Foreign inflows into Canadian markets hit post-2022 high

Pension and benefit investors pivot toward home-market bonds and equities

Foreign inflows into Canadian markets hit post-2022 high

Foreign investors sent a clear signal in October: Canada is back in favour.

Net inflows into Canadian securities hit $58.2bn, the strongest since March 2022, according to Statistics Canada. 

Foreign investors bought $46.6bn of Canadian securities in October, led by $38.6bn in bonds and $12.6bn in equities. 

Within fixed income, non-residents focused on private corporate bonds (+$17.8bn), largely new US dollar issues, and federal government bonds (+$16.2bn), while trimming $4.6bn in Canadian money market instruments, mainly private corporate paper.  

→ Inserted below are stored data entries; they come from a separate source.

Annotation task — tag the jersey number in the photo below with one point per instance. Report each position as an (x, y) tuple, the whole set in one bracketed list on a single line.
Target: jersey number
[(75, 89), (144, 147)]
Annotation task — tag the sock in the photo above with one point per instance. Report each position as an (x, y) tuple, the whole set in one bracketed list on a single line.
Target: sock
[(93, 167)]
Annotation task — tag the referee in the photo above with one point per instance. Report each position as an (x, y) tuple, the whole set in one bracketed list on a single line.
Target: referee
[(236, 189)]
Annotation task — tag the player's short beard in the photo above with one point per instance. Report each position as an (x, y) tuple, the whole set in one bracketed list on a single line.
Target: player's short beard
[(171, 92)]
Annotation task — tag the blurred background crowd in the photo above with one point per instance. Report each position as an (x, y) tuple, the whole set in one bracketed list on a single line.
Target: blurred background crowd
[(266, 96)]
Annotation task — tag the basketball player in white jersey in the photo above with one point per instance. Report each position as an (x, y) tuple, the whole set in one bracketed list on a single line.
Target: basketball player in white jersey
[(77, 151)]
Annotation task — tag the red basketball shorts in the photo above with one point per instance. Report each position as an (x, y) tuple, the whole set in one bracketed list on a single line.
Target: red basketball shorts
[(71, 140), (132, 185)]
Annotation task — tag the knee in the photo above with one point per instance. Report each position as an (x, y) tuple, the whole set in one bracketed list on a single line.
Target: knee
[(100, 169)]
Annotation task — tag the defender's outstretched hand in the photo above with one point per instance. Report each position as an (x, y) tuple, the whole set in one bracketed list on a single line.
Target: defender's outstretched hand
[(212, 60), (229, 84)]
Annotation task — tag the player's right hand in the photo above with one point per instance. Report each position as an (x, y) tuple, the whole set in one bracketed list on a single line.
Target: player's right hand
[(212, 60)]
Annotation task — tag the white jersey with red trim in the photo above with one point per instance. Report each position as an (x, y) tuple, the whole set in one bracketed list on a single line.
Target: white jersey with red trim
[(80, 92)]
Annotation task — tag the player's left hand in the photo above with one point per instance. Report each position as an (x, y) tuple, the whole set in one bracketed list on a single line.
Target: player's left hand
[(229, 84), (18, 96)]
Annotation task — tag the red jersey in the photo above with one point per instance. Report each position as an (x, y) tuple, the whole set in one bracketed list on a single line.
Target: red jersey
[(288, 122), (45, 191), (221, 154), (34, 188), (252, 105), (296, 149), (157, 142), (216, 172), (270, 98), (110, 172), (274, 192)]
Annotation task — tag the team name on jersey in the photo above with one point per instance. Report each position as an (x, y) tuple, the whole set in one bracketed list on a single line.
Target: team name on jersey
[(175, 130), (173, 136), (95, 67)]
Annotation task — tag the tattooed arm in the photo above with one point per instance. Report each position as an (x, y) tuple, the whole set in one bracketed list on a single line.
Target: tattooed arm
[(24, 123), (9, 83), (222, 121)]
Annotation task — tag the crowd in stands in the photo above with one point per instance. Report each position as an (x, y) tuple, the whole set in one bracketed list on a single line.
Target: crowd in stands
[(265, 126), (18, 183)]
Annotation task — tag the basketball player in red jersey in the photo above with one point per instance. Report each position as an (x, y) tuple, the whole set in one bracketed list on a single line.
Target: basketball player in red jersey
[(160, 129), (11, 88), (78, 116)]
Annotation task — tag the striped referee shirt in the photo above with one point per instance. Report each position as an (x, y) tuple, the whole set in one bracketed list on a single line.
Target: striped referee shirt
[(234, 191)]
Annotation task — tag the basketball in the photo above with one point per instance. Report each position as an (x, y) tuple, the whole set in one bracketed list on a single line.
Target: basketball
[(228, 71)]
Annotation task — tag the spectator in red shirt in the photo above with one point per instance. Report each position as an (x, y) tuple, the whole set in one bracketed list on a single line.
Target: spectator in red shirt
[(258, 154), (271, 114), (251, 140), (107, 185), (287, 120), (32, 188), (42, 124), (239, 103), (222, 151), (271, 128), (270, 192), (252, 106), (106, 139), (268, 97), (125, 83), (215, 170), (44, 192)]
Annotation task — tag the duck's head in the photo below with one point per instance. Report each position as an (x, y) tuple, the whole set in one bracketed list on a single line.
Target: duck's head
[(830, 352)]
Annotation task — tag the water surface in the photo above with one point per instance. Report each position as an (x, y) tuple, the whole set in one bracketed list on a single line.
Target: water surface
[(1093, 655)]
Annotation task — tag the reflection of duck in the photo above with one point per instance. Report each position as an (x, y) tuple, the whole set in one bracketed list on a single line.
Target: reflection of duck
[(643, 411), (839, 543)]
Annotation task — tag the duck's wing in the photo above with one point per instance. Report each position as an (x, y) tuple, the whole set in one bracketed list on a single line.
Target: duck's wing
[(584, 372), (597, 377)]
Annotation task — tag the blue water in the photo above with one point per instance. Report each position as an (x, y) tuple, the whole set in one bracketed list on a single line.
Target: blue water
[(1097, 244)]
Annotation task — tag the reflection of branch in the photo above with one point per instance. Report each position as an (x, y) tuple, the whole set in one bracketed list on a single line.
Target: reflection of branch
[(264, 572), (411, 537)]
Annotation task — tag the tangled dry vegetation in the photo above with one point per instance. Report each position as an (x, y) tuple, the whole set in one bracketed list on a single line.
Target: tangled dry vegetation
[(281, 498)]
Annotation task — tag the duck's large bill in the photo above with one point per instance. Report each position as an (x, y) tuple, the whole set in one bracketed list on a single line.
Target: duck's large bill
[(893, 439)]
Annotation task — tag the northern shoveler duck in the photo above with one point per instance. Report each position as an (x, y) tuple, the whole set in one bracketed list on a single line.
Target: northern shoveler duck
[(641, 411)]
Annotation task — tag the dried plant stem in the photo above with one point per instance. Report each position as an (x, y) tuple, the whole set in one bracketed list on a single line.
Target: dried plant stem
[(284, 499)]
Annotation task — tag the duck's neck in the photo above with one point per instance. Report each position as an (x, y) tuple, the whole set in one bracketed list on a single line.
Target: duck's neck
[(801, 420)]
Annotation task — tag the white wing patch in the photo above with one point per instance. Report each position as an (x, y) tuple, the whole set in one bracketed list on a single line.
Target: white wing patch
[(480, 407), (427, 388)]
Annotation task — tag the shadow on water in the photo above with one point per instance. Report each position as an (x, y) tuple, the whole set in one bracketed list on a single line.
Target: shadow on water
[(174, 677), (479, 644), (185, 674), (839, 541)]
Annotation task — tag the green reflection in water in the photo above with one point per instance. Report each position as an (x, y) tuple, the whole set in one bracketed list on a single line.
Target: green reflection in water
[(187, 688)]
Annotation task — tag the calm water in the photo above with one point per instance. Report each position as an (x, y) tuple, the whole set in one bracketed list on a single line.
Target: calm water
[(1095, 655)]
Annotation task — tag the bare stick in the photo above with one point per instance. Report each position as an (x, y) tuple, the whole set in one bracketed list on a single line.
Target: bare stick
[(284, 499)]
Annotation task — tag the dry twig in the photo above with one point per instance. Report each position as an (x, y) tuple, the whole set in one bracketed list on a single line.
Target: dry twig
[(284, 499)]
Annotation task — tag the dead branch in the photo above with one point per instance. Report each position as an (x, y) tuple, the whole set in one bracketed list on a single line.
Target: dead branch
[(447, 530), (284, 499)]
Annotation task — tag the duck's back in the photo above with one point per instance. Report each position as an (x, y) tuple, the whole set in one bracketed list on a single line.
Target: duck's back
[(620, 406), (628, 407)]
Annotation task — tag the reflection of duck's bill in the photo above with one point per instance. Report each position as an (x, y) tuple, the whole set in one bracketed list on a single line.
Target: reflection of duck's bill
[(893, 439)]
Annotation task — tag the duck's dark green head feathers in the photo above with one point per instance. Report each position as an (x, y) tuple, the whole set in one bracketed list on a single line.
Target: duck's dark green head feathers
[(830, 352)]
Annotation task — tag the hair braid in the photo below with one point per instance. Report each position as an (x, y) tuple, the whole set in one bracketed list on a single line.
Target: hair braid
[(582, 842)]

The shift came as the Bank of Canada cut its policy rate by 0.25 percentage points to 2.25 percent in October. 

Equity flows also tilted toward Canada.  

Foreign investors increased their holdings of Canadian shares by $12.6bn, the highest since September 2024, with buying concentrated in energy and mining (+$7.4bn) and finance and insurance (+$4.0bn). 

By the end of October, the S&P/TSX composite index was up 0.8 percent from the end of September. 

On the other side of the ledger, Canadian investors reduced their exposure to foreign securities by $11.6bn in October, the first net divestment since January 2025 and the largest since January 2023, Statistics Canada said.  

The pullback followed eight straight months of net buying totalling $118.3bn and centred on US assets: Canadians sold $6.1bn in foreign shares (including $6.6bn in US equities, partly offset by $0.4bn in non-US shares) and recorded a $5.4bn net divestment in foreign debt, mainly US government bonds (-$6.9bn) alongside a modest $0.6bn increase in US government paper holdings. 

Further down the market-cap spectrum, trading in Canadian Securities Exchange (CSE) names remained active, with 1.3bn shares trading and $507m in value in November, while CSE issuers completed 101 financings raising $172m, according to a TMX press release.  

The CSE noted continued investor interest supported by near-record gold prices and highlighted four new listings in mining, sustainability-focused crypto, data-capture technology and biotech.